Statistics compiled for 2004 show that there were 310
runway incursions, down from 332 in 2003. The number
of Category A and Category B runway incursions, in
which there is significant potential for collision,
declined steadily from 2000 through 2003. There were
less than half as many such events in 2003 as in 2000.
The number of Category A incursions, in which separation
decreases and participants take extreme action to
narrowly avoid a collision, or in which a collision occurs, dropped to 10 per year.
On the user side, there are more than 740,000 active
pilots operating over 319,000 commercial, regional,
general aviation, and military aircraft. This results in
more than 49,500 flights per day. Figure 1-6 depicts over
5,000 aircraft operating at the same time in the U.S.
shown on this Air Traffic Control System Command
Center (ATCSCC) screen.
TAKEOFFS AND LANDINGS
According to the FAA Administrator’s Fact Book for
March 2005, there were 46,873,000 operations at airports
with FAA control towers, an average of more than
128,000 aircraft operations per day. These figures do not
include the tens of millions of operations at airports that
do not have a control tower. User demands on the NAS
are quickly exceeding the ability of current resources to
fulfill them. Delays in the NAS for 2004 were slightly
higher than in 2000, with a total of 455,786 delays of at
least 15 minutes in 2004, compared to 450,289 in 2000.
These illustrations of the increasing demands on the
NAS indicate that current FAA modernization efforts
are well justified. Nothing short of the integrated, systematic,
cooperative, and comprehensive approach
spelled out by the OEP can bring the NAS to the safety
and efficiency standards that the flying public demands.
AIR TRAFFIC CONTROL SYSTEM COMMAND CENTER
The task of managing the flow of air traffic within the
NAS is assigned to the Air Traffic Control System Command Center (ATCSCC). Headquartered in
Herndon, Virginia, the ATCSCC has been operational
since 1994 and is located in one of the largest and
most sophisticated facilities of its kind. The ATCSCC
regulates air traffic at a national level when weather,
equipment, runway closures, or other conditions place
stress on the NAS. In these instances, traffic management
specialists at the ATCSCC take action to modify
traffic demands in order to remain within system capacity.
They accomplish this in cooperation with:
- Airline personnel.
- Traffic management specialists at affected facilities.
- Air traffic controllers at affected facilities.

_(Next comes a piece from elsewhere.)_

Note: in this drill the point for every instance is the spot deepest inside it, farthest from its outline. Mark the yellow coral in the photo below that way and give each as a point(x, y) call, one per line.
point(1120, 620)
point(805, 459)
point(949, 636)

Efforts of the ATCSCC help minimize delays and congestion
and maximize the overall use of the NAS,
thereby ensuring safe and efficient air travel within the
U.S. For example, if severe weather, military operations,
runway closures, special events, or other factors affect
air traffic for a particular region or airport, the ATCSCC
mobilizes its resources and various agency personnel to
analyze, coordinate, and reroute (if necessary) traffic to
foster maximum efficiency and utilization of the NAS.
The ATCSCC directs the operation of the traffic management
(TM) system to provide a safe, orderly, and expeditious flow of traffic while minimizing delays.
TM is apportioned into traffic management units
(TMUs), which monitor and balance traffic flows
within their areas of responsibility in accordance
with TM directives. TMUs help to ensure system
efficiency and effectiveness without compromising
safety, by providing the ATCSCC with advance
notice of planned outages and runway closures that
will impact the air traffic system, such as NAVAID
and radar shutdowns, runway closures, equipment
and computer malfunctions, and procedural changes.